Hruda-trzymam kciuki za testy, mam nadzieję, ze dostaniesz tą robotę, nieżle Cię tam maglują, choć z drugiej strony to pocieszające, że takie ośrodki dbają o najwyższą jakość usług, bo w sumie tak powinno być. Place gruba kasę, ale wiem za co:tak:
Pozdrawiam Was wszystkie i życze udanej niedzieli.
 
witam ja tylko nachwilkę bo piszę z komputera szwagierki bo nasz komputer już calkowicie szlag trafil:wściekła/y::wściekła/y::wściekła/y:dziś rano jak wlączylam to najpierw zaczlo mi sie dymić z klawiatury anastępnie z zasilacza:baffled:chcieliśmy kupić nowy na raty ale D ma za niskie zarobki na umowie i nam nie przyznali jutro będzxie robil haję w pracy o podwyższenie umowy:tak:no więc niewiem jak dlugo mnie nie będzie ale myślę że uda nam się jak najprędzej zalatwić nowego lapka.

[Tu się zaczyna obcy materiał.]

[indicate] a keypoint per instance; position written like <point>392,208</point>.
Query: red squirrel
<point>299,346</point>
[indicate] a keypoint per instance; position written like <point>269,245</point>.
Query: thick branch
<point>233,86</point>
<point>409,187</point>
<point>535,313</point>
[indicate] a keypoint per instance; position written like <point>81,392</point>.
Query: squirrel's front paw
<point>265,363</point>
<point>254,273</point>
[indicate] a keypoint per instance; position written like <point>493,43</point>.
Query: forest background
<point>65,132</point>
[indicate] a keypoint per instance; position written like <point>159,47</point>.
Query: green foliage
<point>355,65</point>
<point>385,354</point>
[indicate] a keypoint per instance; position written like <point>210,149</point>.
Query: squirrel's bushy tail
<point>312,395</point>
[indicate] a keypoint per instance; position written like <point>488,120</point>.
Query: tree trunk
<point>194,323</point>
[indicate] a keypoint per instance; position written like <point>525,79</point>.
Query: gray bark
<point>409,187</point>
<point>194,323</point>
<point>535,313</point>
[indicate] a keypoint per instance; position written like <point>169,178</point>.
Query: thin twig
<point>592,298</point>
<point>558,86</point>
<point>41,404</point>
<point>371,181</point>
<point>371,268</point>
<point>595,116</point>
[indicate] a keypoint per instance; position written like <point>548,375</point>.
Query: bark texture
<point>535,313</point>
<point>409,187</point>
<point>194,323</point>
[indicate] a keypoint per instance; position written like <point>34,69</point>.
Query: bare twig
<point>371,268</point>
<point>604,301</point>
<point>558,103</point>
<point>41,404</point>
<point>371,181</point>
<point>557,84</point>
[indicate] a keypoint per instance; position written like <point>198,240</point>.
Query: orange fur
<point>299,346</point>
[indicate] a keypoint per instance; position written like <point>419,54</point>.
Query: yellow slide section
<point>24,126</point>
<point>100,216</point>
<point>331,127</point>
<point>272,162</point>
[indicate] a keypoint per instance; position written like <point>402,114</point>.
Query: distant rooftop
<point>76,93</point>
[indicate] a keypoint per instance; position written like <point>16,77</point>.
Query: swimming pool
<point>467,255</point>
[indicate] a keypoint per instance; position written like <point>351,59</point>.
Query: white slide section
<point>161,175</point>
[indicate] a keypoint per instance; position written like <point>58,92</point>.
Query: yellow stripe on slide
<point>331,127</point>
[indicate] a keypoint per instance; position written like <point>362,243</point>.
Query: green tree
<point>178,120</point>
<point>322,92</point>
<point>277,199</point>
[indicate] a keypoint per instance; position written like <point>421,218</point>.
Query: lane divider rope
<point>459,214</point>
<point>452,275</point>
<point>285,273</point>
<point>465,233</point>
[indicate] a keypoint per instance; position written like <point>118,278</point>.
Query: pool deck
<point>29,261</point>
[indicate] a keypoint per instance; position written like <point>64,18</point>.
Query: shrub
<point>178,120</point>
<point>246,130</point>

Pozdrawiam i proszę nie piszcie za dużo bo nie dam rady póżniej nadrobić:baffled::sorry2:
 
Hruda ponawiam pytanie co z dziadkami Stasia czy są już na emeryturze jeżeli tak to czy oni nie mogliby się zając wnukiem kiedy Ty będziesz w pracy???? Zainponowałaś mi tym szkoleniem w Wilnie :tak: widać, że babka z jajami jesteś.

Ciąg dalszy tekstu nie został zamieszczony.